Мы еще немножко постояли, я уткнулась носом Толику в руку, до его плеча, когда мы стояли, я не доставала. Толик был чуть выше папы, буквально на пару сантиметров, а в папе моем этих сантиметров было сто восемьдесят.
Я спросила:
— А вдруг он умрет?
— Да все умрут, — сказал Толик. — Важно, че он успеет перед этим. Слушай, а мог он, как думаешь, человеком плохим быть?
Мы едва шевелились, Толик зажал в зубах сигарету, я стояла, к нему прижавшись, и снег кружился вокруг нас.
— Не знаю, — сказала я. — Не похоже.
— А по мне похоже?
— По тебе — похоже, — ответила я честно.
— Ну и ладно, — сказал Толик. — До Христа Авраам в аду; после Христа разбойник в раю. Так один там говорил.

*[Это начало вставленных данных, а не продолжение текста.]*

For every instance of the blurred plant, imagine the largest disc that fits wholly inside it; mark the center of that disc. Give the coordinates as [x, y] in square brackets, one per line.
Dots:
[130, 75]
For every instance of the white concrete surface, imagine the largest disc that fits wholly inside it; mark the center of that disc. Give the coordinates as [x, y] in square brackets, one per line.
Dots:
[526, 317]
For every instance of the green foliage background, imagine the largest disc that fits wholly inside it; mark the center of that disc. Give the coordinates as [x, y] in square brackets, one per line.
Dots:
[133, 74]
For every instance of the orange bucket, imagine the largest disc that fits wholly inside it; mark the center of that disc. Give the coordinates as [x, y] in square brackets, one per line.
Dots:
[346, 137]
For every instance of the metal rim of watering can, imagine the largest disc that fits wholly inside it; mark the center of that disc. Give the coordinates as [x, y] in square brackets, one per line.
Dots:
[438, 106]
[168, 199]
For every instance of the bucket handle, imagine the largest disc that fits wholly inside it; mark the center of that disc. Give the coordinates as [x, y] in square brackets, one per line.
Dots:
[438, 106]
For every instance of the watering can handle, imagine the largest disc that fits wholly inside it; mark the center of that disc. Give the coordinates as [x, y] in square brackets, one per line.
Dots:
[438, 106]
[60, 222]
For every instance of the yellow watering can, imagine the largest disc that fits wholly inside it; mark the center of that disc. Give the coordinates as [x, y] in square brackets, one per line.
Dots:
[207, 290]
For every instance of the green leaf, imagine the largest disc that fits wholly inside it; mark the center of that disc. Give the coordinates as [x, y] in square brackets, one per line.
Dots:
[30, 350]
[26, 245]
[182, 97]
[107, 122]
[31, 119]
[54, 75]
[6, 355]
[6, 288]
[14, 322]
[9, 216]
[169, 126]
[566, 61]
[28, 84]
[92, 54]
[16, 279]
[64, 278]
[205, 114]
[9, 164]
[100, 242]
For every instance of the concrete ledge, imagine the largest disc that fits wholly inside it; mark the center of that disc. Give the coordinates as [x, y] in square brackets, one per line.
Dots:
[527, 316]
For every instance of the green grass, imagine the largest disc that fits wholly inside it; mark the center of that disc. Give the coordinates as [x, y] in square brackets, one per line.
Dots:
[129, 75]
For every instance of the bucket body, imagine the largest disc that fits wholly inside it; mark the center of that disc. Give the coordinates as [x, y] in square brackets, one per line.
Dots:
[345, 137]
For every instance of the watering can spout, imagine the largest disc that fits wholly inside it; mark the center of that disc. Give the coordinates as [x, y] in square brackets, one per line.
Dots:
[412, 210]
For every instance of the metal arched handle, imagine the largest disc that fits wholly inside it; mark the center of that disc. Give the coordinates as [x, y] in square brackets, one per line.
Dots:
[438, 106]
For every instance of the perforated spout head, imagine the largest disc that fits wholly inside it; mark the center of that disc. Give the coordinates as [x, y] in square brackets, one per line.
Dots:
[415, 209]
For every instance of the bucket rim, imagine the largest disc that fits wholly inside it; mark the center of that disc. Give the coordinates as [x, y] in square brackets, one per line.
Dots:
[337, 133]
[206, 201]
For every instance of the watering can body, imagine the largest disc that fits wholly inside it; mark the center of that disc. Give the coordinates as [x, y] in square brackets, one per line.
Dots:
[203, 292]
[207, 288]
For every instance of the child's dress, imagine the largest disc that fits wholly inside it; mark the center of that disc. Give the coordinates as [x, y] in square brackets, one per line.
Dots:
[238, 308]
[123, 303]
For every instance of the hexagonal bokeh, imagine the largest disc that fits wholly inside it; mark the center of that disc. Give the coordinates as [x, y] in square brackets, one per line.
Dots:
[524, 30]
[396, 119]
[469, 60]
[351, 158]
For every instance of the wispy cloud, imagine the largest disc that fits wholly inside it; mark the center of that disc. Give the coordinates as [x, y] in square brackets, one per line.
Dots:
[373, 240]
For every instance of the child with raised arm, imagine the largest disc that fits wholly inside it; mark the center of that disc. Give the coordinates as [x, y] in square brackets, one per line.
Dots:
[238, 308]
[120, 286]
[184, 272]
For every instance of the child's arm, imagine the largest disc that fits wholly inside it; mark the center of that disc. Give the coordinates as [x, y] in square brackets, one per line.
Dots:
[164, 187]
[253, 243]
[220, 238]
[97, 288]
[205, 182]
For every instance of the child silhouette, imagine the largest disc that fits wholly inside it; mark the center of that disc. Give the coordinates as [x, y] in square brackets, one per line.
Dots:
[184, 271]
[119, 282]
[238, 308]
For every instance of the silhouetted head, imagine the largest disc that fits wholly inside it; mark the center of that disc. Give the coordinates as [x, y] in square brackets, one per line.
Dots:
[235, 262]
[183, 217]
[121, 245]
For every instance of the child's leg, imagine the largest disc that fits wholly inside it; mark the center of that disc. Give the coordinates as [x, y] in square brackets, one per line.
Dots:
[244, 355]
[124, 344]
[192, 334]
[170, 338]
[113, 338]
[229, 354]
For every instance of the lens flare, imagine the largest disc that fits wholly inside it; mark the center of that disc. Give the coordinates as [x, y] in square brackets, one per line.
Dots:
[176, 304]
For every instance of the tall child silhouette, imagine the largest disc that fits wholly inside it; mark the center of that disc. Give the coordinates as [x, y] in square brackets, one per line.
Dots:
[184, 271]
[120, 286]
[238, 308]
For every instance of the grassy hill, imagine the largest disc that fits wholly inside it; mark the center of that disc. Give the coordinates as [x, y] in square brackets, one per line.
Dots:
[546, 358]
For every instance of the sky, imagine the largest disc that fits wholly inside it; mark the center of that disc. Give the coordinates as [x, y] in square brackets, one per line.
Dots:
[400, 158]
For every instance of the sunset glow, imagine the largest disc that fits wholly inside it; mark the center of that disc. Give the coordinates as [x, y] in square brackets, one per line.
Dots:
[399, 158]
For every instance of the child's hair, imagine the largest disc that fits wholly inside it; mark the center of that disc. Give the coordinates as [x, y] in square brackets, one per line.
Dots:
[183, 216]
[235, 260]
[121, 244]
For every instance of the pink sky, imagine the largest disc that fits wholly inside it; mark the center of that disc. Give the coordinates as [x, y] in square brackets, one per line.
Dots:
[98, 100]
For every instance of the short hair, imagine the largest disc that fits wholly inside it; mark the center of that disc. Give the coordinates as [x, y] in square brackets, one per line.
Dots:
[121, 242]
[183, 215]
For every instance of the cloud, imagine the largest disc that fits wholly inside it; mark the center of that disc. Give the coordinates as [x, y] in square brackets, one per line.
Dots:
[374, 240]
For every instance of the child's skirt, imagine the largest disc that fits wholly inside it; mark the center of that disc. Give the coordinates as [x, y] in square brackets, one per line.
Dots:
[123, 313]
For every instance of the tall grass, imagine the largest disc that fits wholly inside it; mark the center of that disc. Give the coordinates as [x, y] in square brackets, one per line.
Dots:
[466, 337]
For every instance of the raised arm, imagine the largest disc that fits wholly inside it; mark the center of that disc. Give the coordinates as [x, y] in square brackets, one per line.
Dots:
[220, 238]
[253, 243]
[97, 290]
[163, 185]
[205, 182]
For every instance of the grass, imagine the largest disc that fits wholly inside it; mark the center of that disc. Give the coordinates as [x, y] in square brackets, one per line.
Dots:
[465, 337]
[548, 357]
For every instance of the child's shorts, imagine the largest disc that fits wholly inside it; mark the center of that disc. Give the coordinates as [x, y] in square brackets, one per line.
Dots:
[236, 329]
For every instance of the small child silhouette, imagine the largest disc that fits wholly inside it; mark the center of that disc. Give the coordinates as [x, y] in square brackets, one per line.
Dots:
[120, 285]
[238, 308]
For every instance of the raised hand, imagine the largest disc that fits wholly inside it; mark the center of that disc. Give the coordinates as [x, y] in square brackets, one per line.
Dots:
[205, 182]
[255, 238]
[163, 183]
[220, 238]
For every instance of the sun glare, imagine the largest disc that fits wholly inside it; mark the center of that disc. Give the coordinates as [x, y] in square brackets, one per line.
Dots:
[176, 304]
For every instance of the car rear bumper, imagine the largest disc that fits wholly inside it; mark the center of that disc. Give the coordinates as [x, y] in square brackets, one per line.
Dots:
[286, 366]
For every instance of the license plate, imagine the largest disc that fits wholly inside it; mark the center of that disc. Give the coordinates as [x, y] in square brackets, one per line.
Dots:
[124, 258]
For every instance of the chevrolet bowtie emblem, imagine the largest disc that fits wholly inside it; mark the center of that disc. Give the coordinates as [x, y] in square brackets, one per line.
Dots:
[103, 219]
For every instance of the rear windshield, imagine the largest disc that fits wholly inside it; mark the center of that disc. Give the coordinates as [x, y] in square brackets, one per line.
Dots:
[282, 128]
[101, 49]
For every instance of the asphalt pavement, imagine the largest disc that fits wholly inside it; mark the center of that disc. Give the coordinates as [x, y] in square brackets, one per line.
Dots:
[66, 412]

Наконец, я расколдовалась, достала телефон и увидела тринадцать пропущенных от мамы. Написала ей смску: все хорошо, идем к остановке. Мама тут же отреагировала звонком, но я не стала брать трубку.
И мы пошли к остановке, только не к той, с которой уходил автобус, способный привезти нас домой.
Добрались кое-как, на перекладных, до нужной остановки, но на последний автобус опоздали. Толик сам поговорил с моей мамой.
— Да, Алечка. Нет, Алечка. Все нормально, Алечка. Не думай об этом, Алечка. Мы в порядке, Алечка. Она тоже, Алечка. Я знаю, что Витя будет только утром, Алечка. Не надо приезжать, Алечка, ты все еще больше запутаешь. Мы завтра придем, Алечка. Не злись, Алечка. Да не все время пешком, только пока автобусы не пойдут, Алечка. Да ты драматизируешь, Алечка. Пока, Алечка.
А я шла и думала, как мне достанется. Снег не прекращался. Небо было беззвездным и мутно-фиолетовым, но таким удивительным.
Я спросила у Толика:
— А ты хочешь детей?
Толик помолчал, потом засмеялся громко.
— Какой-то прям неловкий вопрос после сегодняшнего.
— Я серьезно.
— Так серьезно, как будто мы с тобой детей делать будем?